Se eu fosse um telespectador e me visse e ouvisse dizendo isso, não teria dúvidas em afirmar: esse advogado não sabe nada. Mas preferi conter-me na­quele blá-blá-blá. Mais importante que o Collor, mais importante que o Gallotti, mais importante do que eu poderia parecer para o grande público do Bra­sil, era a preservação de nossas instituições. Não convinha colocar em dúvida, perante o povo, o nosso mais alto tribunal. Pelo menos, a partir daquele dia, o Brasil ficou conhecendo a existência do STJ, que até então era uma corte apa­gada no cenário nacional, pelo pouco tempo de existência.
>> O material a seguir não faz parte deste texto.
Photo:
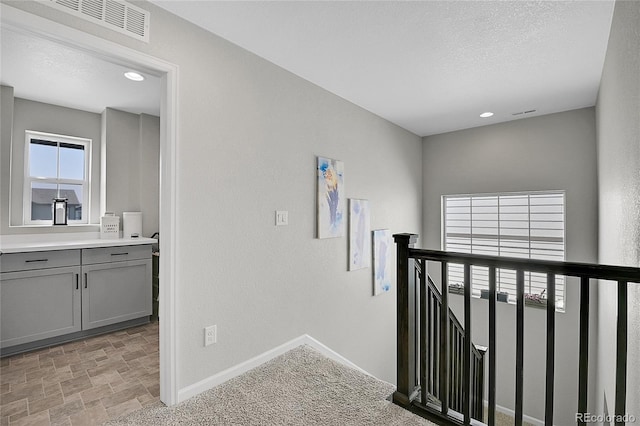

E fui para casa, silen­ciosamente indignado. Ninguém percebeu. O mais difícil ainda estava por vir.



38

Gervásio raramente vinha ao escritório. Mas apareceu sem avisar. Mi­nha secretária, sabendo da intimidade, fê-lo entrar logo que chegou, pois eu estava só:

— Estou ansioso por saber — disse ele sem maiores delongas — se houve tempo para você incluir a questão da distância entre o gravador e as fontes das vozes, porque fiquei com a impressão, na última conversa nossa, de que o laudo já estava pronto sem esse “detalhe”, como disse você.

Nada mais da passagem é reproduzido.